Polypyrimidine tract-binding protein 3 (PTBP3) is involved in the regulation of numerous steps of protein production, i.e. splicing, alternative 3’ end processing, mRNA stability and RNA localization. ⁴² Data on PTBP3 binding specificity is lacking, and enriched kmer was reported by the SKA from RNA Bind’n Seq data. ¹⁰ Our model predicts different variations of poly(A), see Figure 15. The predicted binding specificities with the lowest K D features E 0 = − 3.02 , log K D rel = 1.28 , and log P ( D | M , E 0 ) = − 1.15 × 10 9 . The motif corresponding to the highest K D had E 0 = − 3.86 , log K D rel = 2.14 , and log P ( D | M , E 0 ) = − 1.12 × 10 9 . Thus, compared to other RBPs (c.f. Figure 14), the specificity of PTBP3 remains to be better defined.

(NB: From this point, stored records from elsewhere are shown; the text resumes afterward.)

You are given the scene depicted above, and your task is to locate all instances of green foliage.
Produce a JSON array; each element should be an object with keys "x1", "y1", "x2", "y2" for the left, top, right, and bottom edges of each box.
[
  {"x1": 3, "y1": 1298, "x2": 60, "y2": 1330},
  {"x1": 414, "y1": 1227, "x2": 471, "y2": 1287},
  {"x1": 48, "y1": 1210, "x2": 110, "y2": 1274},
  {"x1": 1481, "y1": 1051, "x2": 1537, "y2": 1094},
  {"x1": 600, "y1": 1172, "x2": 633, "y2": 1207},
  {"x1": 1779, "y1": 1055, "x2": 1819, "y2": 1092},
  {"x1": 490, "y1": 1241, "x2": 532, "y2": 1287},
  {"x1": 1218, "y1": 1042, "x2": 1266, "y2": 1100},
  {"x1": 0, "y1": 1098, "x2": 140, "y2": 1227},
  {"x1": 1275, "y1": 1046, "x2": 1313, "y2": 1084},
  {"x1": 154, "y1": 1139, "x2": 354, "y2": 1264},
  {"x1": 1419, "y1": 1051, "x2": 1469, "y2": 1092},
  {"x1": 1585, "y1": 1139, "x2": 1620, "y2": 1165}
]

There are other proteins covered in the Bind’n Seq data ¹⁰ whose specificity was studied before. For example, we analyzed the data corresponding to MBNL1, ⁴³ hnRNPL, ⁴⁴ FUS, ⁴⁵ TAF15. ⁴⁶

Random and consensus intialization did result in convergent and specific binding specificities for FUS, however, these were poly(A) motifs which do not agree with the GGUG consensus from SELEX experiments. ⁴⁷ For the other threee proteins our model did not deliver any convergent results, even when the PWM was directly initialized with the expected consensus motif. This indicates that the enrichment did not work equally well for all the RBPs studied with the Bind’n Seq method or that our method does not identify well motifs that are very short ( ∼ 2 nts, observed in the SKA enrichment analysis). In this analysis, kmer enrichments are computed by counting the number of occurrences of every possible kmer in the foreground samples (RBP concentration ≠ 0 ) and in the background samples (RBP concentration = 0 ), and finally normalizing the foreground abundances by the background to extract the respective enrichment. The higher the enrichment of a given kmer, the higher the likelihood of it being bound by the RBP used in the experiment is thought to be. We computed these enrichments for 6mers, as done in the ENCODE studies. The results, shown in Figure 16 indicate that only RBFOX2 has a very clear hierarchy of top enriched 6mers, while the other investigated RBPs show a much flatter hierarchy of motif enrichments. An analysis of the Levenshtein distance of these motifs showed no clear difference in the pattern of distances among the leading motifs across the investigated RBPs. This suggests that these motifs correspond to many local minima of comparable depth, which precludes our algorithm finding clear PWMs representing the binding sites. Conversely, it becomes unclear whether the specificity of these RBPs would be well represented as weight matrices, or whether another model, for e.g. clusters of short, degenerate motifs may better represent the specificity of these RBPs.